The broader nuclear threat of Russia and China will continue to be countered through deterrence, meaning ongoing and future defense against intercontinental ballistic missiles will be geared toward countering smaller state actors such as Iran and North Korea, cited as continued threats in the MDR. However, the emergence of hypersonic and advanced cruise missiles from Russia and China is a major concern that the U.S. will work to address.
Two major components of the MDR are the utilization of space and directed energy, both long-standing concepts. The U.S. seeks to develop an advanced space-based sensor layer to provide persistent awareness of missile launches, including hard-to-track hypersonic cruise missiles that do not follow the predictable parabolic trajectories of ICBMs. Work is already underway on improving defense against advanced cruise missiles in Washington, DC, as part of a multi-phase plan that intends to eventually expand surveillance and tracking of cruise missiles for the rest of North America.
The MDR also mentions the potential for establishing a space-based intercept layer for boost-phase missile defense. Such a capability could include interceptor missiles or directed energy weapons that would target a missile during its launch stage when it is most vulnerable, but developing and fielding these types of weapons would be complex and costly. The review does not actually establish a requirement for such a capability. Rather, the Missile Defense Agency will continue to study the feasibility of a space-based intercept capability, and will submit a report on its findings within six months of the release of the MDR. Protecting any mix of sensors or defensive measures will be a critical component of any space-based missile defense network, and the MDR cites the threats of anti-satellite capabilities being developed by Russia and China. One of the responsibilities of Trump’s proposed Space Force would be to address these types of concerns.
The U.S. hopes to enhance boost-phase missile defense through the use of directed energy weapons mounted on unmanned aerial vehicles, as well as modified air-to-air missiles carried by fighter aircraft like the F-35. These aircraft could also use their advanced sensors to share missile tracking data. The Pentagon has experimented with boost-phase lasers before.
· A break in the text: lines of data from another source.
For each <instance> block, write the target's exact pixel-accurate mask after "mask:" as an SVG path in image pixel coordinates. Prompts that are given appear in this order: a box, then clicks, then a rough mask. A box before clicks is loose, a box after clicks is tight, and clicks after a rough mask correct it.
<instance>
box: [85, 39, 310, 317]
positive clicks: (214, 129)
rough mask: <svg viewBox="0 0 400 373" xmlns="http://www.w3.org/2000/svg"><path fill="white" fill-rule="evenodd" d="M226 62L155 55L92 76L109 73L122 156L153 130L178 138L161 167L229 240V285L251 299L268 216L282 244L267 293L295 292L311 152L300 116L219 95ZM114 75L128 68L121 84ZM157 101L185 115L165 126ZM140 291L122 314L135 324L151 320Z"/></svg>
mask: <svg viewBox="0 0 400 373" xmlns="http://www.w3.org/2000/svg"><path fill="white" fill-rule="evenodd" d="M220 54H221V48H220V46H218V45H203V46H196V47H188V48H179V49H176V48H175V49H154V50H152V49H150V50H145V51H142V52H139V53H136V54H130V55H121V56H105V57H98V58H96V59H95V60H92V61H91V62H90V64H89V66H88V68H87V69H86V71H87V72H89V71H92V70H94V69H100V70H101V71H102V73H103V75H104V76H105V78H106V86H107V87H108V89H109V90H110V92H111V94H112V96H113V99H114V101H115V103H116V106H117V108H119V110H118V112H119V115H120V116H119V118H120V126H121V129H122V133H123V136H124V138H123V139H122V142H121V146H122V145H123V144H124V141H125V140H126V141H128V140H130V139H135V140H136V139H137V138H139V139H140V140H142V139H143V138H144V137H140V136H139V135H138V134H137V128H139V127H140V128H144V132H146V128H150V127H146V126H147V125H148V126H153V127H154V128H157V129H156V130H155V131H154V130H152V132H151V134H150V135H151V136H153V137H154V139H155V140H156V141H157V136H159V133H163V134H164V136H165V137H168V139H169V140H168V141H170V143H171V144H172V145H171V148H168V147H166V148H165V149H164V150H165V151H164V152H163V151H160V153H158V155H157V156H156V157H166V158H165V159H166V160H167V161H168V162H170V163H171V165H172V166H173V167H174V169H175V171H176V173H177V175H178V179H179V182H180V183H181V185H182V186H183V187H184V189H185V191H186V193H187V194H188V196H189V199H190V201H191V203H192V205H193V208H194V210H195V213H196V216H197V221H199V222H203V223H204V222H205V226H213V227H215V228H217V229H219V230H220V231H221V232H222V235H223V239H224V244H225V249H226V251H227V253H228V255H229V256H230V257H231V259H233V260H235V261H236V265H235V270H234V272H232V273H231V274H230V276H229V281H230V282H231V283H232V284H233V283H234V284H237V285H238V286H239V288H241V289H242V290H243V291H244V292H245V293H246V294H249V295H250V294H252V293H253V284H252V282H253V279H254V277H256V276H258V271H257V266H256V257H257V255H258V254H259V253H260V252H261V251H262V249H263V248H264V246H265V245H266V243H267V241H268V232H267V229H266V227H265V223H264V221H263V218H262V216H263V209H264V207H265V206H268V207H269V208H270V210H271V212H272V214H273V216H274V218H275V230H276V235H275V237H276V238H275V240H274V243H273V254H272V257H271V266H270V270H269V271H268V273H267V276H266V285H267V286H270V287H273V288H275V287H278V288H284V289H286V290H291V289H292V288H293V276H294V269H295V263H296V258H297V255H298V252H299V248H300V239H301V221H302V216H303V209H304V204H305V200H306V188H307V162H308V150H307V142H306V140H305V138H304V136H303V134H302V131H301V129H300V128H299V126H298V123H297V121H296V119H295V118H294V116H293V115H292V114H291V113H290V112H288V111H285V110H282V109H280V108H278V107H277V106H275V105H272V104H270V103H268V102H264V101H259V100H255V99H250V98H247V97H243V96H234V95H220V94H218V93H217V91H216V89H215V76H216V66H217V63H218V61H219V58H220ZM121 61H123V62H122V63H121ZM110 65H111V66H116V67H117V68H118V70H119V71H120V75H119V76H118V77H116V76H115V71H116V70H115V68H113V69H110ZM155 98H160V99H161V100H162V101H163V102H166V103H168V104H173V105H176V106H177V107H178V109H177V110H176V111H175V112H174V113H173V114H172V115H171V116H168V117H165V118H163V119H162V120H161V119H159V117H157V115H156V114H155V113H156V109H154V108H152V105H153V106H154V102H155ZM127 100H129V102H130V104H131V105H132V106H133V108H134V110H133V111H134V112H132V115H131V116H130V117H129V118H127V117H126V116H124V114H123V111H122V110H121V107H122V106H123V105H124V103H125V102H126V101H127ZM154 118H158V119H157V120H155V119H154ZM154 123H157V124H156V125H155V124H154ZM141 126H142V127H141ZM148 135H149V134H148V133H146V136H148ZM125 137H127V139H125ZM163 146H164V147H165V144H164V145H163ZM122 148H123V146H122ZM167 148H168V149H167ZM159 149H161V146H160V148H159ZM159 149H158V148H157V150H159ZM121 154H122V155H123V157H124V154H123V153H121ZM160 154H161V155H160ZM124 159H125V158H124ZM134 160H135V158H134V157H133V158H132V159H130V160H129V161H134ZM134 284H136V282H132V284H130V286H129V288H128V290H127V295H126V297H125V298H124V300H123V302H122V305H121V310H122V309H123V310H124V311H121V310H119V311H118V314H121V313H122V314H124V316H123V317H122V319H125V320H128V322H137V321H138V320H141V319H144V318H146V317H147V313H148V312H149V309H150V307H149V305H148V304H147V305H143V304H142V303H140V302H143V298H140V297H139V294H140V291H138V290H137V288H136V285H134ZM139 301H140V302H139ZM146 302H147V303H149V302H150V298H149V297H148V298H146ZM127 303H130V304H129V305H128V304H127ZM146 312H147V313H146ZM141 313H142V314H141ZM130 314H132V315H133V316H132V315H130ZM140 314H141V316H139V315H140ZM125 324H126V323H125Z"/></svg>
The defunct Airborne Laser, a massive chemical laser mounted on the nose of a Boeing 747, was terminated years ago due to high costs and concerns about the practicality of the weapon. Ongoing development efforts are focused on scaling down lasers so they can be carried on smaller aircraft. The difficultly with boost-phase intercepts is that you need to know roughly where and when a missile is going to launch in order to have an asset close enough to target the missile during its launch.
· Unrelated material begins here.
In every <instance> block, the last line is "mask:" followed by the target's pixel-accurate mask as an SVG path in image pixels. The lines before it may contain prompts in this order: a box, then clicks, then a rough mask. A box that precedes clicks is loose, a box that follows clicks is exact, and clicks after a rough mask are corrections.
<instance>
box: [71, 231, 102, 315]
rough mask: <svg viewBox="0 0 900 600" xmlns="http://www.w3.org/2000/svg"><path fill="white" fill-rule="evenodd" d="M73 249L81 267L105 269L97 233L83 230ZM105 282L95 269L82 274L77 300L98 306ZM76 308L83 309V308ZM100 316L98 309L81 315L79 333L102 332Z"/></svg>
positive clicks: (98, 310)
The Pentagon is already working on expanding its Ground-Based Interceptor inventory to 64 missiles by adding 20 missiles at Fort Greely in Alaska. The MDR cited a potential for up to another 40 missiles at the base, and also discussed the possibility of establishing a new GBI site within the continental U.S., an issue that Congress and the Department of Defense has been weighing for some time. However, the review does not call for pursuing either of these additional options, and says that decisions regarding further expansion of the GBI fleet will be made in the future based on emerging threat conditions. Work will also continue on an improved booster and exoatmospheric kill vehicle for the GBI fleet, capabilities that were first tested in 2017. The MDR also discussed bolstering existing ICBM defense by leveraging lower cost SM-3 missiles to supplement existing GBIs. The SM-3 is currently used for regional defense against shorter-range ballistic missiles. The MDA will test an SM-3 Block IIA against an ICBM target in 2020.
The integration of U.S. and allied missile defense capabilities was highlighted in the MDR, and the president discussed working with countries like Japan and North Atlantic Treaty Organization allies. Trump has been a frequent critic of some members of NATO for failing to meet an obligation to spend at least 2.0 percent of GDP on defense. During the MDR briefing, the president said he’ll stand behind NATO 100 percent, but that members need to step up in terms of how much they contribute to defense. Integrating missile defense capabilities with allies helps to expand the protective umbrella through data sharing, allowing different systems to work together to track and defeat missile threats. Of course, this is a complicated endeavor, and the U.S. is already working on enabling its own diverse mix of radars and launchers to work together.